The Value of Practice

For the third time in 43 years, an American won the tennis championship of Australia. It was all a rude surprise to Australia--winner of the Davis Cup last fall and supposedly sitting serene in the tennis world for a long time to come. The Aussies figured without Dick Savitt.

Savitt, 23, ranked No. 6 in the U.S., beat the two top Aussies, Frank Sedgman and Ken McGregor, on successive days for the title.*

The person least surprised by this outcome was Savitt's mother, back in Orange, N.J. Said she: "Dick never had much time to practice while he was in college [Cornell], and we don't believe he ever was able to get in shape for a tournament before he went to Australia."

"Big Game." Dick was in shape this time.

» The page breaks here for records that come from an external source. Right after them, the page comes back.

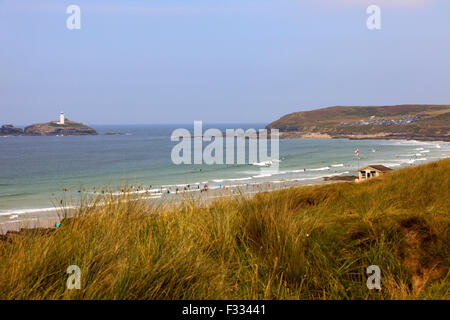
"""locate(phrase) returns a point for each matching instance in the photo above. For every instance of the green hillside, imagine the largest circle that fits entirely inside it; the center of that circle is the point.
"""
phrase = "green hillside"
(426, 121)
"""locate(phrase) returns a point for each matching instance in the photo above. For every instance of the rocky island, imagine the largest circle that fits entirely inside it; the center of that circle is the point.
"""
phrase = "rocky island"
(63, 127)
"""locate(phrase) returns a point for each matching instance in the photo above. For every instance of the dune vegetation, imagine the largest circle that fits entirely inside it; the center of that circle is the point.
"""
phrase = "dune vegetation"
(312, 242)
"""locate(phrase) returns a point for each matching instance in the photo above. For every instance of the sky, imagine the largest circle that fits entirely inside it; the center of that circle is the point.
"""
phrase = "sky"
(164, 61)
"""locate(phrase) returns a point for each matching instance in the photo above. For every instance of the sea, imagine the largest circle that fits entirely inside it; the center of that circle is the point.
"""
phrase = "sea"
(37, 172)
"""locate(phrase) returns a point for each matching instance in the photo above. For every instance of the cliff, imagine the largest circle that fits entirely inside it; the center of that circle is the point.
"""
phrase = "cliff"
(421, 122)
(69, 128)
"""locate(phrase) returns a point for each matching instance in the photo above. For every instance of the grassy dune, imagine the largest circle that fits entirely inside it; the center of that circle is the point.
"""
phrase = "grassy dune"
(301, 243)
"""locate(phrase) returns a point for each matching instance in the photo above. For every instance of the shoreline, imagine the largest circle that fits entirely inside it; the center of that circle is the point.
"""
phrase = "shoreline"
(16, 219)
(48, 218)
(377, 136)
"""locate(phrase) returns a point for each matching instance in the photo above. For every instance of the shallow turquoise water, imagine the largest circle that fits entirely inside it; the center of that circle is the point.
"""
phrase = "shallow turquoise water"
(35, 170)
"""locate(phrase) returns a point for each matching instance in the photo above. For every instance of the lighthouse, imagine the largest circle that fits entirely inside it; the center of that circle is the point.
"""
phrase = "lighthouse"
(61, 118)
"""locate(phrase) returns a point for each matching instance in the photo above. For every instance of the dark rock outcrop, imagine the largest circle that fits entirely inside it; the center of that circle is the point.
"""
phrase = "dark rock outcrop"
(69, 128)
(10, 130)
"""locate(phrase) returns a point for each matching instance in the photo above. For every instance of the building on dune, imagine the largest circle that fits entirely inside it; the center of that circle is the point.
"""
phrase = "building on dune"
(372, 171)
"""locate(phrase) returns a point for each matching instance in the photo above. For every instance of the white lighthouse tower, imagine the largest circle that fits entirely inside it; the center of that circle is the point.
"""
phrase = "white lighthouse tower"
(61, 118)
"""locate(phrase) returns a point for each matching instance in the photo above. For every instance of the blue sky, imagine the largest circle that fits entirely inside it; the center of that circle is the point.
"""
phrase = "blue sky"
(217, 61)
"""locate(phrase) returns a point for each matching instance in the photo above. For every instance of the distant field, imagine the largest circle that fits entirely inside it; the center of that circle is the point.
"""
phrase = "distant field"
(434, 121)
(301, 243)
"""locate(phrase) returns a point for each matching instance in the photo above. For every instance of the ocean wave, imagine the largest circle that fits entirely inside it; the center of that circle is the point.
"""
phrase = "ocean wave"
(32, 210)
(319, 169)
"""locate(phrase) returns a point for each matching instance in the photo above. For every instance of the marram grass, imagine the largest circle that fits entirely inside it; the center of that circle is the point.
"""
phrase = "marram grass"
(301, 243)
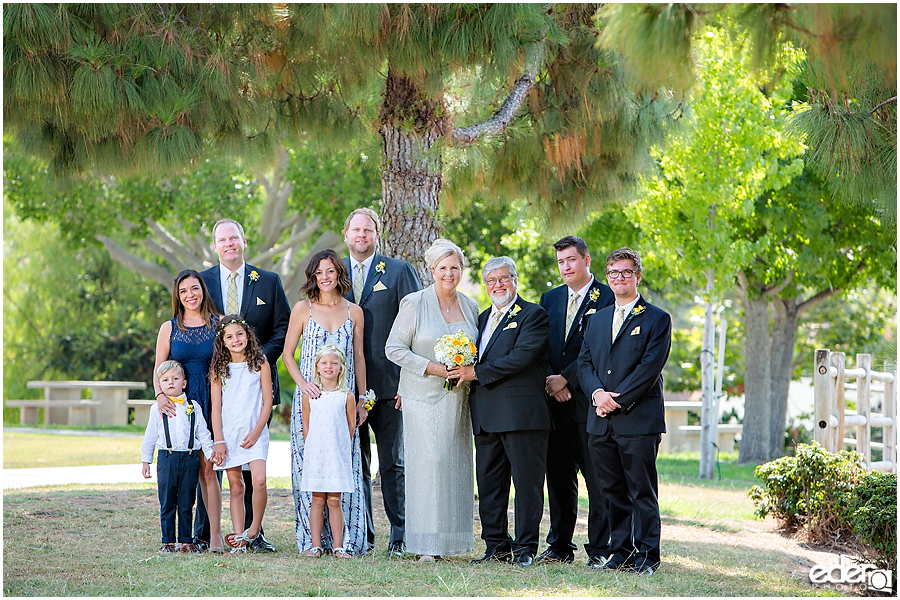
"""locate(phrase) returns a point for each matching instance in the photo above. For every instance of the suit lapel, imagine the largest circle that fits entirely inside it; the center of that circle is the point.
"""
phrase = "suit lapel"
(373, 278)
(249, 288)
(629, 317)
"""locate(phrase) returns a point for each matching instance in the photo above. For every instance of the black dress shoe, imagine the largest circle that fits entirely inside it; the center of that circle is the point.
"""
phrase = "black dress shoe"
(260, 544)
(396, 550)
(552, 556)
(597, 562)
(492, 555)
(523, 560)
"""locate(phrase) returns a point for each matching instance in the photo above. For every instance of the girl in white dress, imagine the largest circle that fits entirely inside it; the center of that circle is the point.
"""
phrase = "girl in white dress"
(241, 401)
(329, 422)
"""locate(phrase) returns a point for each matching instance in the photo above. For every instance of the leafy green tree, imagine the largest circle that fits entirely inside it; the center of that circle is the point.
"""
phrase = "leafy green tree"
(849, 117)
(124, 88)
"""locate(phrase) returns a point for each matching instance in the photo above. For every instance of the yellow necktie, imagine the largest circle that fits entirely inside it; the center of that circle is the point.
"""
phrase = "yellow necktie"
(358, 283)
(570, 314)
(232, 307)
(617, 321)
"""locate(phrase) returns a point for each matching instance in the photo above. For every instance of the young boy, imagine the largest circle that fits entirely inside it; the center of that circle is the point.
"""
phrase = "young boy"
(178, 462)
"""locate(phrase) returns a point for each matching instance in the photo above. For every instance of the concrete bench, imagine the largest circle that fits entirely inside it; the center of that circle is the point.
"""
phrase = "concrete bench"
(726, 435)
(142, 410)
(79, 411)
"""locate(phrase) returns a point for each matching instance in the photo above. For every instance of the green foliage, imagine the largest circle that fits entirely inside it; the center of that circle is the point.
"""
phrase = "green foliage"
(873, 516)
(812, 490)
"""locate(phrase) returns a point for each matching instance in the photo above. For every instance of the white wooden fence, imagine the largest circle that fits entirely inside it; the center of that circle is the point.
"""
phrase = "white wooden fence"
(832, 384)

With U.S. Champion Art Larsen, 25, he had been barnstorming through a succession of Australian provincial tournaments for three months. Moreover, he got some expert informal coaching this trip from Adrian Quist, Davis Cup veteran and three-time Australian champion. In 14 hours of friendly drill, Quist helped Savitt improve his service grip and straighten out his hard, flat drives.

The net of all this was that, by the Australian championship last week, Savitt was playing a "big game" with more style than he had ever shown before. Sedgman and McGregor repeatedly found his serves too hot to handle, and his base-line drives from forehand and backhand kept them more often than not on the defensive. It took him five sets against Sedgman (2-6, 7-5, 1-6, 6-3, 6-4), four against McGregor (6-3, 2-6, 6-3, 6-1).

"Print That!" The Sydney press hailed him as "one of the world's best base-line players," possessed of a "killer spirit" and "the finest backhand we've seen since Donald Budge won our championship in 1938." Said Savitt, making Mother's point again: "At Cornell the weather was too bad for tennis in winter. This is the first time I've ever had an opportunity to play tennis past September."

The opportunity to play extra tennis did little or nothing to help Art Larsen's game. He showed the same jittery nerves that marked his U.S. play last fall (TIME, Sept. 25), became upset by the heckling and "barracking" of the Sydney gallery in the semifinals. When, in the face of established etiquette, the crowd cheered one of Larsen's double-faults, he turned and shouted to the Aussies in the press box: "I think your crowd stinks! Print that!" They did.

* Previous U.S. holders of the Australian championship: Don Budge (1938) and Frederick B. Alexander (1908).